Brace for more interest rate hikes this year: Powell – InsuranceNewsNet

Recent high gasoline prices and record levels of inflation have made the past year difficult for most Americans. But for those with adjustable rate debt, things could get even worse before they get better.

In a necessary response to record levels of inflation, the Federal Open Market Committee of the Federal Reserve approved a quarter-percentage-point hike in its benchmark federal funds rate.

Federal Reserve officials have signaled an aggressive path of interest rate hikes ahead, with rate hikes expected at each of the next six Federal Reserve meetings to be held this year.

The federal funds rate is the rate banks charge each other for short-term cash loans or bank reserves. The federal funds rate, however, affects many other important interest rates in our economy, such as US Treasury rates, prime rate, mortgage rates, and rates on consumer savings and checking accounts.

While our national debt recently exceeded $30 trillion, about $8 trillion is borrowed from the Social Security Trust Fund, leaving only $22.3 trillion held by investors in the form of US Treasury bonds, notes and bonds. As interest rates rise, so do US Treasury rates and the costs of maintaining our ever-increasing national debt.

In 2021, with historically low interest rates, the federal government spent $378 billion to cover interest payments on the national debt. But for every quarter-point increase in US Treasury rates, the cost of financing our national debt increases by about $56 billion a year.

Assuming the Federal Reserve achieves its target of seven interest rate hikes this year, with a total increase of about 1.75%, this would correspond to a cost increase of about $390 billion, which would total over $768 billion. That’s more than we spent on Medicare last year. Maybe it’s time to tighten our belts with the federal budget?

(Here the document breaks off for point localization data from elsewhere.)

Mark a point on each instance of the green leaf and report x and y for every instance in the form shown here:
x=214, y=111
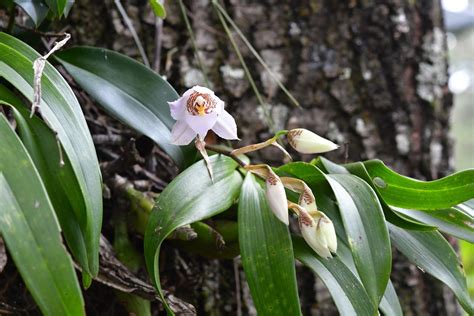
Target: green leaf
x=158, y=8
x=366, y=230
x=59, y=107
x=358, y=169
x=189, y=198
x=127, y=90
x=346, y=290
x=36, y=10
x=31, y=231
x=401, y=191
x=433, y=254
x=390, y=305
x=57, y=6
x=267, y=254
x=451, y=221
x=60, y=182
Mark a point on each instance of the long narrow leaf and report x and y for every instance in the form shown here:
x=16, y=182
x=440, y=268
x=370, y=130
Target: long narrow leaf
x=267, y=254
x=359, y=170
x=127, y=90
x=433, y=254
x=189, y=198
x=451, y=221
x=60, y=181
x=346, y=290
x=316, y=180
x=31, y=232
x=366, y=230
x=401, y=191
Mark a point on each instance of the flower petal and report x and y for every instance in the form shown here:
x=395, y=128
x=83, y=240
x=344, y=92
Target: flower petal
x=182, y=134
x=225, y=126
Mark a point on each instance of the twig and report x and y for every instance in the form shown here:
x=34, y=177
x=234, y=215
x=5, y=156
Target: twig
x=44, y=34
x=255, y=53
x=130, y=27
x=266, y=112
x=38, y=67
x=226, y=152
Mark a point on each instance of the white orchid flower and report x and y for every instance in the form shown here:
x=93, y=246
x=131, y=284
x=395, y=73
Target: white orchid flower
x=318, y=232
x=307, y=142
x=197, y=112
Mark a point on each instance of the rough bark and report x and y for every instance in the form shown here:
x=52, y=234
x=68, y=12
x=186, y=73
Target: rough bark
x=368, y=74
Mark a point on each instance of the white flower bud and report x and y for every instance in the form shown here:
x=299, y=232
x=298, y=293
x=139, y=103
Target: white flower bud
x=307, y=142
x=307, y=200
x=318, y=232
x=276, y=197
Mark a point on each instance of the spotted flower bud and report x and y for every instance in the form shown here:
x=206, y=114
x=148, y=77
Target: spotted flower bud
x=318, y=232
x=197, y=112
x=307, y=142
x=276, y=197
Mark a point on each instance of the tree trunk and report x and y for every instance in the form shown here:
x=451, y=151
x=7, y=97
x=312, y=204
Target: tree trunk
x=369, y=74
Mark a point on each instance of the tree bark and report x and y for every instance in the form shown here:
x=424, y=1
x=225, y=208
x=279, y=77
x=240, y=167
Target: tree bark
x=369, y=74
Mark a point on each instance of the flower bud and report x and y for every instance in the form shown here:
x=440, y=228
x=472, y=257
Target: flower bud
x=307, y=200
x=276, y=196
x=307, y=142
x=318, y=232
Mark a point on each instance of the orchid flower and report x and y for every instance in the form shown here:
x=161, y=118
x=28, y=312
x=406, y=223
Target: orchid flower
x=197, y=112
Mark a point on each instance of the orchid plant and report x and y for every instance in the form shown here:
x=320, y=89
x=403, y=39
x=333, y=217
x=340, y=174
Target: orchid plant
x=199, y=110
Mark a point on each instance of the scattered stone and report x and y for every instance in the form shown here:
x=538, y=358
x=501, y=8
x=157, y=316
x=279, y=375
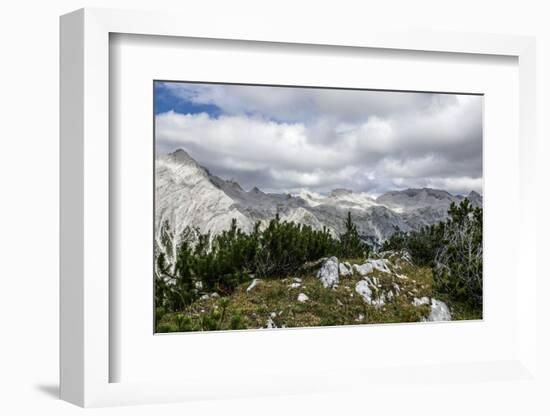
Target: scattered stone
x=270, y=324
x=252, y=285
x=302, y=297
x=380, y=301
x=344, y=270
x=422, y=301
x=213, y=295
x=380, y=265
x=362, y=288
x=328, y=274
x=439, y=312
x=363, y=269
x=397, y=288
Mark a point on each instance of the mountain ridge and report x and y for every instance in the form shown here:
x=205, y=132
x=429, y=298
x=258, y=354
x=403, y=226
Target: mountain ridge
x=188, y=195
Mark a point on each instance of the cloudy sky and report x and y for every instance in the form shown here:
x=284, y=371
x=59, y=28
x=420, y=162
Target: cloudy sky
x=284, y=139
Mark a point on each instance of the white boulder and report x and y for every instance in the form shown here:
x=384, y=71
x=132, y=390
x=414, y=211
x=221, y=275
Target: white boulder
x=345, y=270
x=363, y=269
x=439, y=312
x=328, y=274
x=362, y=288
x=252, y=285
x=380, y=265
x=421, y=301
x=302, y=297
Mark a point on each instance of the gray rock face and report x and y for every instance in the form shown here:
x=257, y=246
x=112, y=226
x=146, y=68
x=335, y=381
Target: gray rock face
x=363, y=289
x=439, y=312
x=187, y=196
x=328, y=274
x=345, y=269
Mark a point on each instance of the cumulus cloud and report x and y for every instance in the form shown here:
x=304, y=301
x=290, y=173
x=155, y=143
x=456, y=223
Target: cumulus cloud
x=285, y=139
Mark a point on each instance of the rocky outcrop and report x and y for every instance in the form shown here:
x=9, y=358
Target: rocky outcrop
x=188, y=196
x=328, y=274
x=439, y=311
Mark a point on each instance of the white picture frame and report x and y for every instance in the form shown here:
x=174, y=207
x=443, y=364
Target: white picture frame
x=85, y=182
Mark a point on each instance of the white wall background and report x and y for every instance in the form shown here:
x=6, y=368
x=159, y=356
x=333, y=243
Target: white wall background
x=29, y=57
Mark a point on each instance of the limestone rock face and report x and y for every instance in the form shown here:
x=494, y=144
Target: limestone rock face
x=188, y=195
x=440, y=311
x=328, y=274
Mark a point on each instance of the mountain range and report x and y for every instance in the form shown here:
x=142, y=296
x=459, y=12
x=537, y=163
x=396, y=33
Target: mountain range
x=188, y=195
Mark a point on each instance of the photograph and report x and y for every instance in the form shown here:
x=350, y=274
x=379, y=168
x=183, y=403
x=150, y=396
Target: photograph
x=298, y=206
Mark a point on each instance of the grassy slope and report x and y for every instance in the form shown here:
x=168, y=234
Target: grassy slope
x=276, y=301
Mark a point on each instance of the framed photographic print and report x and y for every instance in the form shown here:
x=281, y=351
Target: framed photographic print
x=286, y=207
x=286, y=213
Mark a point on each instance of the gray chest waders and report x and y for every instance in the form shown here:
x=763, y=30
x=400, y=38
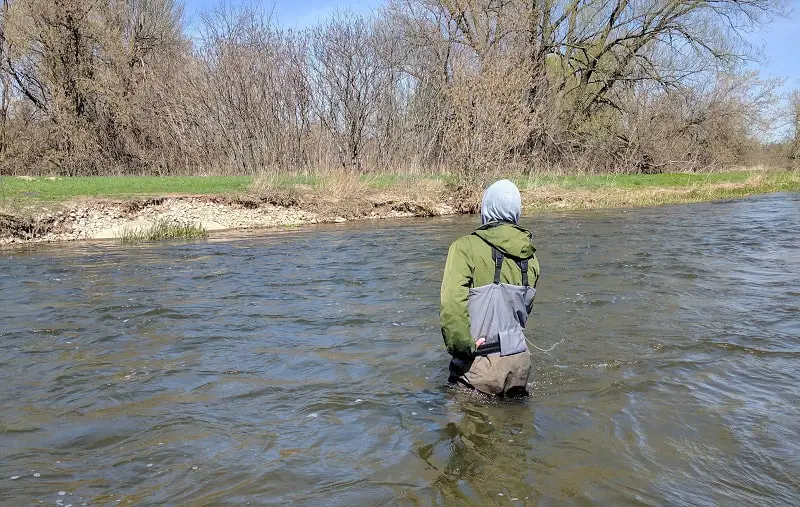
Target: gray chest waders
x=498, y=312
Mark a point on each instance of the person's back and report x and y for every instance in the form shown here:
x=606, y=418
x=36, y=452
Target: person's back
x=487, y=293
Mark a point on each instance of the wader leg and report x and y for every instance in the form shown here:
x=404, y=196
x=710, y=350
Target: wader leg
x=493, y=374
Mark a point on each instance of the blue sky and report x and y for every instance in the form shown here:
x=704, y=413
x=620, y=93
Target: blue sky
x=779, y=41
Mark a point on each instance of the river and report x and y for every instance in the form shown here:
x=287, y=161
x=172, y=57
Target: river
x=306, y=366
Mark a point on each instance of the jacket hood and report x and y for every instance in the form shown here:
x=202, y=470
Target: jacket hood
x=501, y=202
x=509, y=239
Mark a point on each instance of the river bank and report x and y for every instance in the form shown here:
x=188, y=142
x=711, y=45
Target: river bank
x=69, y=209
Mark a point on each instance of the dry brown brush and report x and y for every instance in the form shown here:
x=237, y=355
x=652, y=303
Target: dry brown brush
x=466, y=87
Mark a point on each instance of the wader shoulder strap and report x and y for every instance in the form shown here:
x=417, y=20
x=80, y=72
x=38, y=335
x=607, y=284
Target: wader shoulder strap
x=497, y=257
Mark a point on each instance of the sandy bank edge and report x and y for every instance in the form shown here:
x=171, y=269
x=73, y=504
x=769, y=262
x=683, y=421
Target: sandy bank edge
x=108, y=219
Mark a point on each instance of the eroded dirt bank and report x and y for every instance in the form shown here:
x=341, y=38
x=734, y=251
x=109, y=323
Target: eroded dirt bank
x=109, y=219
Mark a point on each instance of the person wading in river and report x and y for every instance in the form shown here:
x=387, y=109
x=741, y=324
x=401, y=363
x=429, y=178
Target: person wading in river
x=487, y=294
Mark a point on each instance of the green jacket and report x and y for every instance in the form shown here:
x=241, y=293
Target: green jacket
x=470, y=264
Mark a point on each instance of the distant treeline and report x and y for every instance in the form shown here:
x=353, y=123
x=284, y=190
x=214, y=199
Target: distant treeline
x=94, y=87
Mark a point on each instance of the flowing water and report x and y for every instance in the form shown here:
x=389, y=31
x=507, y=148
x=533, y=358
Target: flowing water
x=307, y=367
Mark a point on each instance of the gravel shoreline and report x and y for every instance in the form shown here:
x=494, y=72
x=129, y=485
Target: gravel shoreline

As individuals, we need to be aware of the impact these interest rate hikes could have on our budgets as well. Many of us have debts that are associated with adjustable or variable rates.

The most obvious example is probably credit cards, where interest rates are tied to the prime rate. Other examples could include student loans, home equity lines of credit, personal or business lines of credit and adjustable rate mortgages.

For those with large balances on one of these variable rate loans or lines of credit, you may wish to consider refinancing your loan or line of credit with a fixed rate alternative before rates rise. .

Unfortunately, we live in uncertain times, but fixed interest rates give us a degree of certainty and help relieve stress while trying to stick to a monthly budget. For homeowners with significant credit card debt, you may want to consider the option of refinancing your home at a fixed rate to pay off some of that costly debt.

Of course, not all interest rate hikes are catastrophic. For those of us with some money in a savings or money market account, the good news is that we should see higher rates being paid into our savings accounts in the months ahead.

Although I haven’t seen an increase yet, I’m looking forward to the credit union increasing the rate they pay on my savings account. And while that’s still not enough to keep up with inflation, it’ll be better than the 0.1% I’m earning now.